The ports of the service known as the dispatcher and the port of the web console must be analyzed with determination. The dispatcher service is where the SAP client is connected by default so we would gain direct access to the system if we gain access as an administrator with default credentials. Here are some of the default SAP credentials.
- SAP * – 06071992
- SAP * – PASS
- DDIC – 19920706
- SAPCPIC – ADMIN
- EARLYWATCH – SUPPORT
- TMSADM – PASSWORD
- TMSADM – ADMIN
Software outdated or out of support
Finding outdated SAP modules or out-of-support clients are the most common cases within the SAP security assessment. This is usually because the end user does not update the customer and the production modules often contain sensitive information and need to be accessible at all times. These are the most common causes for which the SAP system is not usually updated, and therefore we can take advantage of it.

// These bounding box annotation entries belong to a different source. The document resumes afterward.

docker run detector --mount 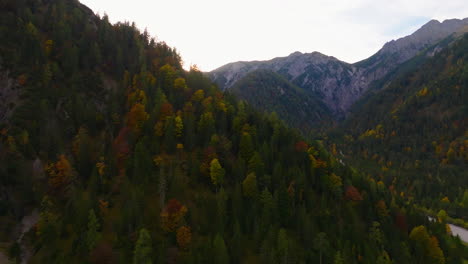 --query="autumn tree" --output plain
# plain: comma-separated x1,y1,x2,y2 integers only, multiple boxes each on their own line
314,232,330,264
210,159,226,187
176,226,192,249
239,132,254,161
242,172,257,198
213,234,229,264
161,199,187,232
86,209,101,251
127,103,149,134
46,155,73,192
345,185,363,202
409,226,445,264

This is a big problem for the organization because some of the known vulnerabilities are public and therefore give a great advantage to the attacker who will have more chances of success in the case of attack.
Third Party Software
We must not forget that SAP is installed in many systems and that these must also be attacked and violated (as long as it is within the scope). It does not do us any good to have all SAP updated if the systems are vulnerable, in one way or another we would gain access to the data and therefore the systems should be audited according to the benchmark CIS guide.